Funnel Math: When Your Best Budget Move Isn’t Another Channel
Photo by Antoine Dautry / Unsplash

Here’s a classic you’ve probably seen.

“A bat and a ball cost $1.10 in total. The bat costs $1.00 more than the ball. How much does the ball cost?”

I’ve seen this quoted dozens of times, I know its wrong, but still my hardwired brain says “the bat is a $1.00, the ball is $0.10.” (Spoiler…no. Bat = $1.05, ball = $0.05).

This first shows up in a paper by Kahneman and Frederick, and an example of “System 1” thinking — our fast, intuitive, subconscious mode — and where it can get things wrong. The key is that the false assumptions seem both plausible and simple. It feels right that a ball would cost one-tenth of what a bat would cost. Also your brain likes easy math, and ($1.00 + $0.10 = $1.10) is quite easy.

When I talk with marketers about our service (for context — a tool to increase conversion on your existing traffic), a similar “quick math” error pops up that looks something like this:

“Your CAC is $200 through paid channels. You’re looking at a tool to convert more paid traffic that costs $100 per incremental customer — what is your new CAC?”

If your instinct was “$300”, you’re not alone. You would, however, be wrong. The reason is similar to the bat and ball — the two costs interact. If you convert more customers from your current traffic, your existing CAC goes down (because the denominator, customers, goes up).

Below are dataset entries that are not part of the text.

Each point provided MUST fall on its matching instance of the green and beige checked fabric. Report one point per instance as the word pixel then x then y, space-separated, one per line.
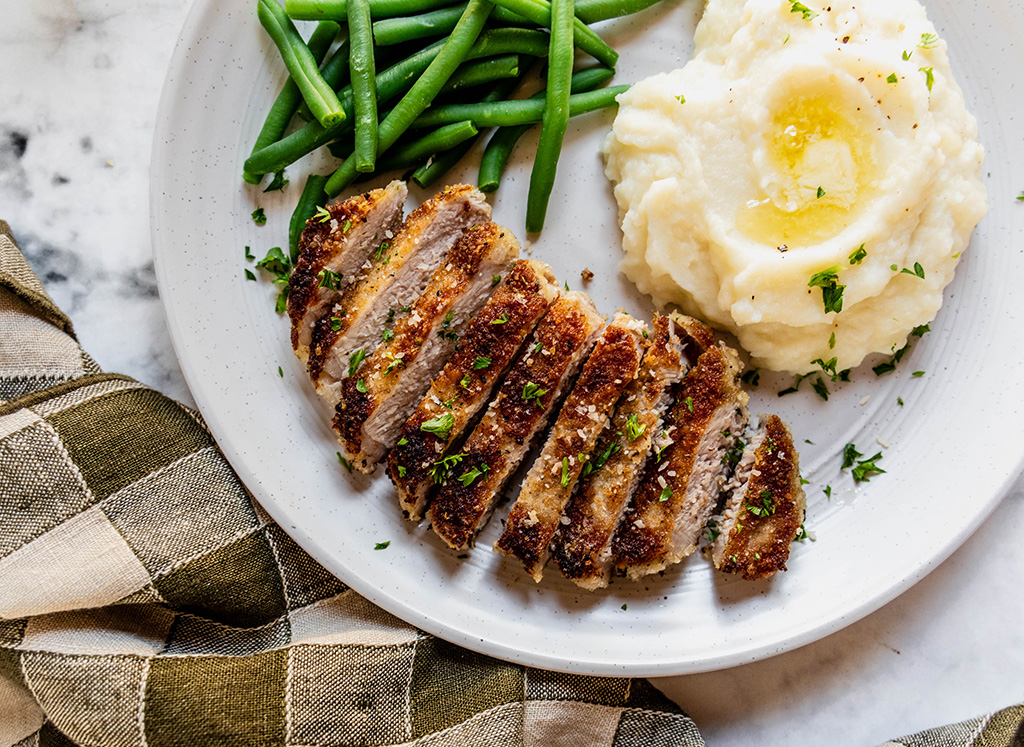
pixel 145 599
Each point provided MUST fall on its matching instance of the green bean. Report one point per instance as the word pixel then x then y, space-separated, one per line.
pixel 441 163
pixel 338 9
pixel 456 49
pixel 360 65
pixel 499 149
pixel 539 11
pixel 312 196
pixel 436 23
pixel 300 63
pixel 525 111
pixel 335 72
pixel 591 11
pixel 390 83
pixel 288 100
pixel 433 142
pixel 510 41
pixel 556 115
pixel 483 71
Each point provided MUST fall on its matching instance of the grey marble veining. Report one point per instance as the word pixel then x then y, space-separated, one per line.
pixel 79 86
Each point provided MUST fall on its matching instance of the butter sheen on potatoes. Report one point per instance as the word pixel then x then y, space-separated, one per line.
pixel 803 140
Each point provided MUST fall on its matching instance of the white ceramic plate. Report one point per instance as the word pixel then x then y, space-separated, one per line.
pixel 955 445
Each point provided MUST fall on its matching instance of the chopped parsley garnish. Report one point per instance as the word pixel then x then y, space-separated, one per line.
pixel 394 362
pixel 832 291
pixel 532 391
pixel 918 271
pixel 633 428
pixel 442 467
pixel 354 360
pixel 278 182
pixel 593 466
pixel 929 76
pixel 329 279
pixel 469 475
pixel 439 426
pixel 799 7
pixel 866 468
pixel 275 263
pixel 765 508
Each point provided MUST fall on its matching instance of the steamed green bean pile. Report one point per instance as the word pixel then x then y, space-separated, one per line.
pixel 413 84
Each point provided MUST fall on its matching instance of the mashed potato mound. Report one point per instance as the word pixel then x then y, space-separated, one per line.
pixel 804 140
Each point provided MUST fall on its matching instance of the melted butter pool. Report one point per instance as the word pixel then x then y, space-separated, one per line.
pixel 821 166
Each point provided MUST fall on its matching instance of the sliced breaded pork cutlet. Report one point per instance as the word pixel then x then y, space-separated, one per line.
pixel 332 251
pixel 541 374
pixel 538 511
pixel 680 490
pixel 583 546
pixel 378 397
pixel 765 506
pixel 388 282
pixel 465 384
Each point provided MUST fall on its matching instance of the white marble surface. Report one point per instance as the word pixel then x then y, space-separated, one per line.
pixel 80 81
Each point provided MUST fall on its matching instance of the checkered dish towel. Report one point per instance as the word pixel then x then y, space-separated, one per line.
pixel 146 599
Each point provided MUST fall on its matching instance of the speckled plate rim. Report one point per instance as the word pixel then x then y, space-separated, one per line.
pixel 956 448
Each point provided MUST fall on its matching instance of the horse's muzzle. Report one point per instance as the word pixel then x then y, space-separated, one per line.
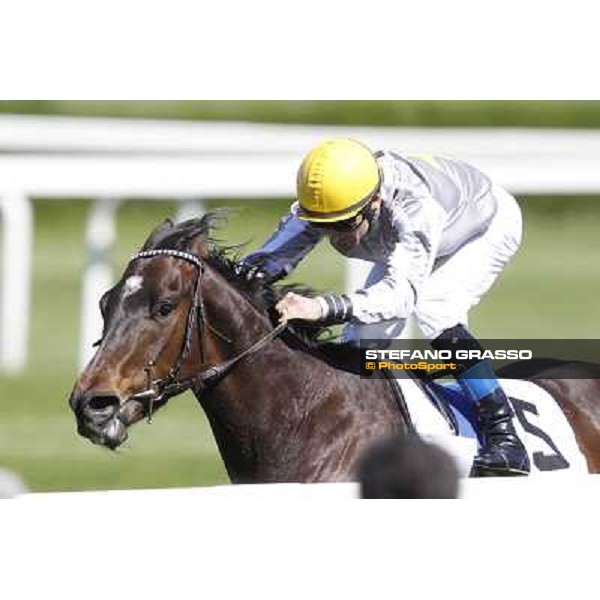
pixel 97 419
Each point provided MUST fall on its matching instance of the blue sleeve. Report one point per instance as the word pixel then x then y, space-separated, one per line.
pixel 282 252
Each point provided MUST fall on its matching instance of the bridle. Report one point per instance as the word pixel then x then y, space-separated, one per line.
pixel 159 390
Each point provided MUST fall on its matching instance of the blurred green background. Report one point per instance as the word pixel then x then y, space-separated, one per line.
pixel 549 290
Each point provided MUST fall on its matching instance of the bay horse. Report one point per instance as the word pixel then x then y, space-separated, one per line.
pixel 283 407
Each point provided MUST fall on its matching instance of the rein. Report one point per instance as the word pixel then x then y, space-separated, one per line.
pixel 162 389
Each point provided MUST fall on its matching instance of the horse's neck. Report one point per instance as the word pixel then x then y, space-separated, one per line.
pixel 263 396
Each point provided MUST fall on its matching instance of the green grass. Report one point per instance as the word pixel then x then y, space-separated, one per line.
pixel 550 290
pixel 523 113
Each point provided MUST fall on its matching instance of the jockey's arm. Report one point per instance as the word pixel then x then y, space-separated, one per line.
pixel 282 252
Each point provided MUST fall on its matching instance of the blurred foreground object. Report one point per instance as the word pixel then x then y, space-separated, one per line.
pixel 11 485
pixel 404 466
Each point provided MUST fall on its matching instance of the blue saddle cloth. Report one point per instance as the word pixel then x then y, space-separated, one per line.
pixel 455 399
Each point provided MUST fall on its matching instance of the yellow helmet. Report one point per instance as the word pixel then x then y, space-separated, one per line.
pixel 336 180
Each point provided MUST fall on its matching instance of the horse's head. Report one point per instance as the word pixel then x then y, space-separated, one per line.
pixel 150 343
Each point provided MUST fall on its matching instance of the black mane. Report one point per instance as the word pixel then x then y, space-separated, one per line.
pixel 225 260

For example, here’s what that math looks like with a 20% increase in customers (a conservative number from what we've seen):

BaselineNew
Spend$200,000$220,000
Customers1,0001,200
CAC$200$183

You spend $20k more, but you get 200 more customers (i.e. that $100 CPA). Your overall CAC goes down by almost 10%, despite the spend increase, because you’re spreading it over more customers.

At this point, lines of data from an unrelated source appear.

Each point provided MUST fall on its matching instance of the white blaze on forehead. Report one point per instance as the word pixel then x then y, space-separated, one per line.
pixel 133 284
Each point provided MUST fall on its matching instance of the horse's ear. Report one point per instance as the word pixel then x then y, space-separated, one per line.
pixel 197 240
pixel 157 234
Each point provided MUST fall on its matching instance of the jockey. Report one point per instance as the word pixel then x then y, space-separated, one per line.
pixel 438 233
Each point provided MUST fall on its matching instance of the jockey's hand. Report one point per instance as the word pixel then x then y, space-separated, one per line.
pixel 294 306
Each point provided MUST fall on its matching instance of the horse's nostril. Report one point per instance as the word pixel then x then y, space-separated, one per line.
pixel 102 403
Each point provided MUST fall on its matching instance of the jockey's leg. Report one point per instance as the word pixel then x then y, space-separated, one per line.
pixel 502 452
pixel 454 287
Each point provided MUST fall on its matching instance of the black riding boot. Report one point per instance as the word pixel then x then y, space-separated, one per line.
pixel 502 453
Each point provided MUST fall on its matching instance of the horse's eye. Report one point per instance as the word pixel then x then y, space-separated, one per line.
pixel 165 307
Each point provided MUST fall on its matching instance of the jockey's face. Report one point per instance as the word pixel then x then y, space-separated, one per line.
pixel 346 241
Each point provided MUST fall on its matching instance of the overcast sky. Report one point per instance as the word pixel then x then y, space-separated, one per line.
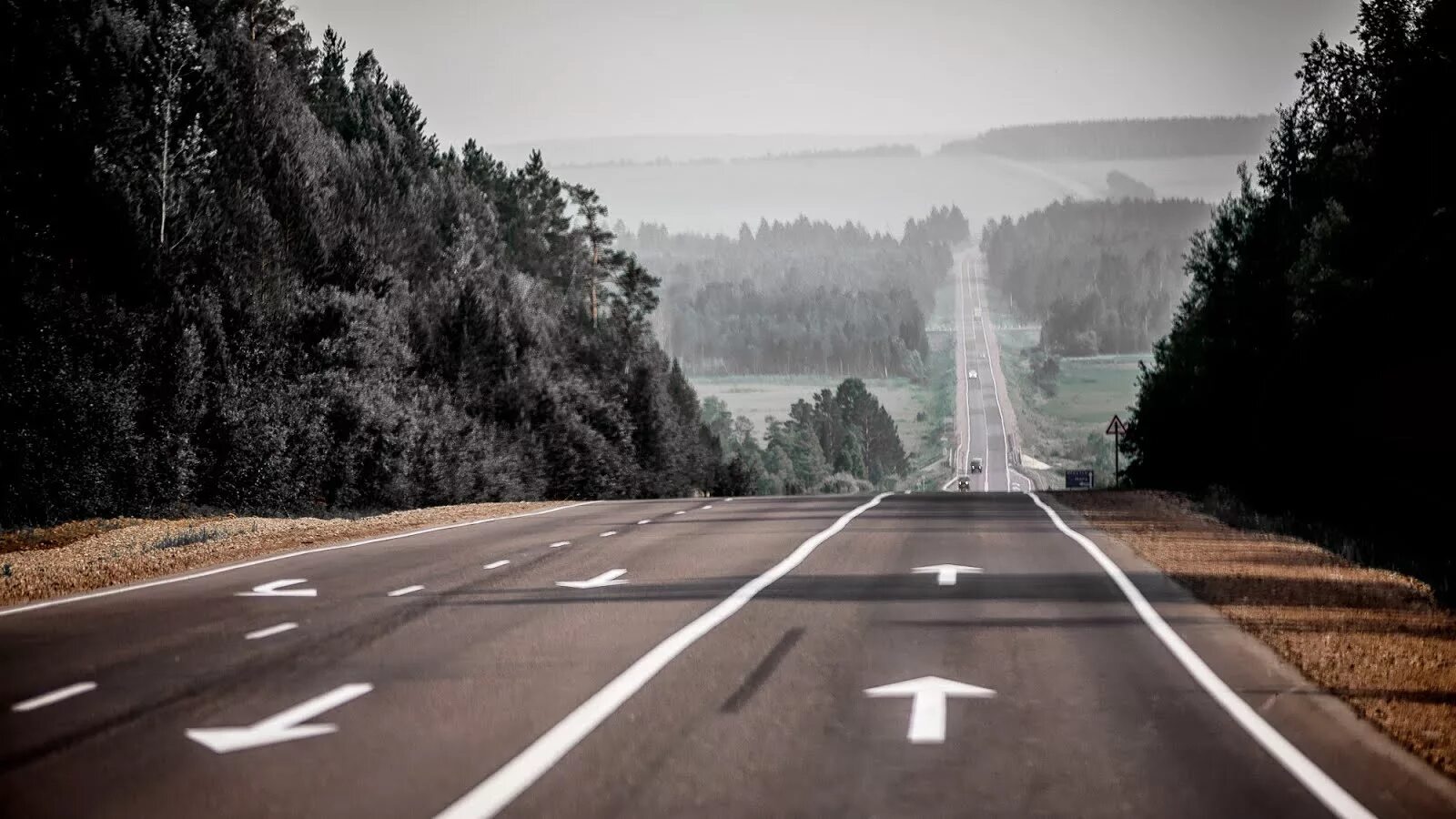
pixel 513 70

I think two cognitive quirks trip marketers up here:

(1) We like pumping acquisition budgets, especially in new channels, and

(2) we like to act as if each channel lives in its own silo

That’s why we swallow the CPAs ad platforms feed us, or lean on a simple click-attribution system that seems directionally correct, but better than wading into the multi-touch mess.

However, your existing on‑site traffic is a cleaner, cheaper sandbox for proving incremental gains. Even if you have to spend money to convert those incremental customers, as long as its less per customer than your current marginal CAC, its the right place to invest.